Risk Under Pressure: Compute-Aware Evaluation of Adversarial Robustness in Language Models
Researchers propose a new framework for evaluating the adversarial robustness of Large Language Models (LLMs) by accounting for the computational cost of attacks, arguing that traditional Attack Success Rate (ASR) metrics fail to capture the true effort required to compromise a model.
The Limitation of Fixed-Budget Evaluations
Current methodologies for evaluating the adversarial robustness of Large Language Models (LLMs) predominantly rely on the Attack Success Rate (ASR) measured under fixed query budgets. This approach operates on the implicit assumption that all adversarial attacks are equally costly. However, in real-world scenarios, the computational resources required to execute different attack strategies can vary by several orders of magnitude.
By focusing solely on ASR within a fixed budget, researchers may obscure the actual effort an attacker must expend to successfully "jailbreak" a model. This creates a gap in understanding whether the computational payoff justifies the effort for a potential adversary, potentially leading to misleading conclusions about a model's true security posture.
Introducing Compute-Aware Robustness
To address this discrepancy, the authors—Malikeh Ehghaghi, Boglárka Ecsedi, Marsha Chechik, and Colin Raffel—propose a compute-aware evaluation framework.

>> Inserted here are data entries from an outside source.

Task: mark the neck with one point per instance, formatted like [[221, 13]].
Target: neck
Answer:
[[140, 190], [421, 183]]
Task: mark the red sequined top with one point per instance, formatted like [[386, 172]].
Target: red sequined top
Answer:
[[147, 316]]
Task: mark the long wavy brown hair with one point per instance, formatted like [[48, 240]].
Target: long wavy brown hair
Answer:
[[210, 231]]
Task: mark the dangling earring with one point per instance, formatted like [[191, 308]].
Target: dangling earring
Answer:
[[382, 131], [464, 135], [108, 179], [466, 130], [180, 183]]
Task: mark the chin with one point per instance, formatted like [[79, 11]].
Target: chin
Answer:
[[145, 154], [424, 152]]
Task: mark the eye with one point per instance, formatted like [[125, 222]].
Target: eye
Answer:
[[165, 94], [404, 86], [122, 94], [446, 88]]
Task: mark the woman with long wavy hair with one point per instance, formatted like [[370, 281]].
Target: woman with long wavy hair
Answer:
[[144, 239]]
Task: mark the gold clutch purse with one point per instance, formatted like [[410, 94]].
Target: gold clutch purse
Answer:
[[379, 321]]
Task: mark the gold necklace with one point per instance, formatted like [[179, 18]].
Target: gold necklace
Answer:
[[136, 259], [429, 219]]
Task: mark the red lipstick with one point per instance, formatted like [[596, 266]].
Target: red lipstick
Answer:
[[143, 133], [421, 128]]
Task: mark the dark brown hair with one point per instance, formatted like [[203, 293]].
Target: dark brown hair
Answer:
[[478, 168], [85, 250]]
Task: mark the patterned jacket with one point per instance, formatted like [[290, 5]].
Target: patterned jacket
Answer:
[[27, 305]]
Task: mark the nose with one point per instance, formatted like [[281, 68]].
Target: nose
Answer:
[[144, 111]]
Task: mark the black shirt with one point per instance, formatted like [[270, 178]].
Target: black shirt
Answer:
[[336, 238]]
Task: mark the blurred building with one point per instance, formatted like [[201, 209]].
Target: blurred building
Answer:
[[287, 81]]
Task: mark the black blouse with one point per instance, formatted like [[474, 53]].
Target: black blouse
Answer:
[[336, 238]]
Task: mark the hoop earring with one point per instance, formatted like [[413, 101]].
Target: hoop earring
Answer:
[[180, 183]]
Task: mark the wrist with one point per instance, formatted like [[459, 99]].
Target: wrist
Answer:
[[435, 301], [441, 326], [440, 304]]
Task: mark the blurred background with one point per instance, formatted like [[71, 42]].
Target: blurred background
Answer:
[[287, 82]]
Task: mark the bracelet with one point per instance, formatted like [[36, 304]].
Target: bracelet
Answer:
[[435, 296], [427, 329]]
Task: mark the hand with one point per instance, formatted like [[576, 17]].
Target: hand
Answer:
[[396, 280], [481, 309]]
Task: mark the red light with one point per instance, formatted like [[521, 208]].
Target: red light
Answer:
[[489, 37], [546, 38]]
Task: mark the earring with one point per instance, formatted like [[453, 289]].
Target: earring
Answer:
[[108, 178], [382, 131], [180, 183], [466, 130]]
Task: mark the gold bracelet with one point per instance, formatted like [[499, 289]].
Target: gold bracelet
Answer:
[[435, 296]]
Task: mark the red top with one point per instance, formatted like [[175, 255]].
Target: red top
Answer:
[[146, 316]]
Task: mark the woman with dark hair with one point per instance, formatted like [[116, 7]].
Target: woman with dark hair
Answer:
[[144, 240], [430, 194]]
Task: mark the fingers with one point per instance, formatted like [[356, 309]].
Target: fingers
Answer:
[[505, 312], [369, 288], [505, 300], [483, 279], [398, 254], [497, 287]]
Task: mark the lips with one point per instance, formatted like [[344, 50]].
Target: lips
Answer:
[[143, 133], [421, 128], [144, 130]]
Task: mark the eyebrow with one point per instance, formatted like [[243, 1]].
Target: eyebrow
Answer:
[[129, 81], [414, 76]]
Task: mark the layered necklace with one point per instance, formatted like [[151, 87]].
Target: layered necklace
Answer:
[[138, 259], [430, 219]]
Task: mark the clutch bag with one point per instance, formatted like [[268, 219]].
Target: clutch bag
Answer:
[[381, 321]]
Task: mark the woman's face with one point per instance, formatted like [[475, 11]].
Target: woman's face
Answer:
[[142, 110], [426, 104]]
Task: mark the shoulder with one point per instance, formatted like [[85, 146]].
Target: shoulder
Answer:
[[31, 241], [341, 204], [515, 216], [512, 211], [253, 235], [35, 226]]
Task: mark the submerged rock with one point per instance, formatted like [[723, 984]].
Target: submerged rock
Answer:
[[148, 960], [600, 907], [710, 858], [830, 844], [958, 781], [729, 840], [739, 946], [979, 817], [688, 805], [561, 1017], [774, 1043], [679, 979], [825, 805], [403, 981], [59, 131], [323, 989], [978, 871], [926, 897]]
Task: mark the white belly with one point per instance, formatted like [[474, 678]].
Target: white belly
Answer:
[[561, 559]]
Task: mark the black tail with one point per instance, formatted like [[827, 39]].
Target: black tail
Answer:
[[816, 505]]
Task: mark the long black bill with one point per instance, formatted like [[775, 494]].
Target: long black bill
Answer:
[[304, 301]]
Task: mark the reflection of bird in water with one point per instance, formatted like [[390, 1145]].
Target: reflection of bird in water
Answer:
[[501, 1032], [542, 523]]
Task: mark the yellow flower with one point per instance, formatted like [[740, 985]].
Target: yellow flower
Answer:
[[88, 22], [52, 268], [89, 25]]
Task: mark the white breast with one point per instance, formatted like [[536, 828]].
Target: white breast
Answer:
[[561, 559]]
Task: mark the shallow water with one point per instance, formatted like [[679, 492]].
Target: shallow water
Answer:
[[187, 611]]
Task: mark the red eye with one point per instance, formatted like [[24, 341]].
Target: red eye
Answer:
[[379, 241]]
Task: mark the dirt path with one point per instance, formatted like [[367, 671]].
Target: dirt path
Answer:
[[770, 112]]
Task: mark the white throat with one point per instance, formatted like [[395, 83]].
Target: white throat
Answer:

This approach shifts the focus from a binary success/failure metric within a rigid budget to a more nuanced analysis of the computational expense associated with successful adversarial perturbations.
By integrating compute costs into the evaluation, the framework aims to provide a more accurate representation of a model's resilience, allowing developers to determine if the cost of a successful attack acts as a sufficient deterrent or if the model remains vulnerable to low-cost, high-efficiency exploits.
Note: The provided source material was truncated. Detailed specifics regarding the proposed "co-evaluation" methodology and the empirical results of the study are not available in the provided snippet.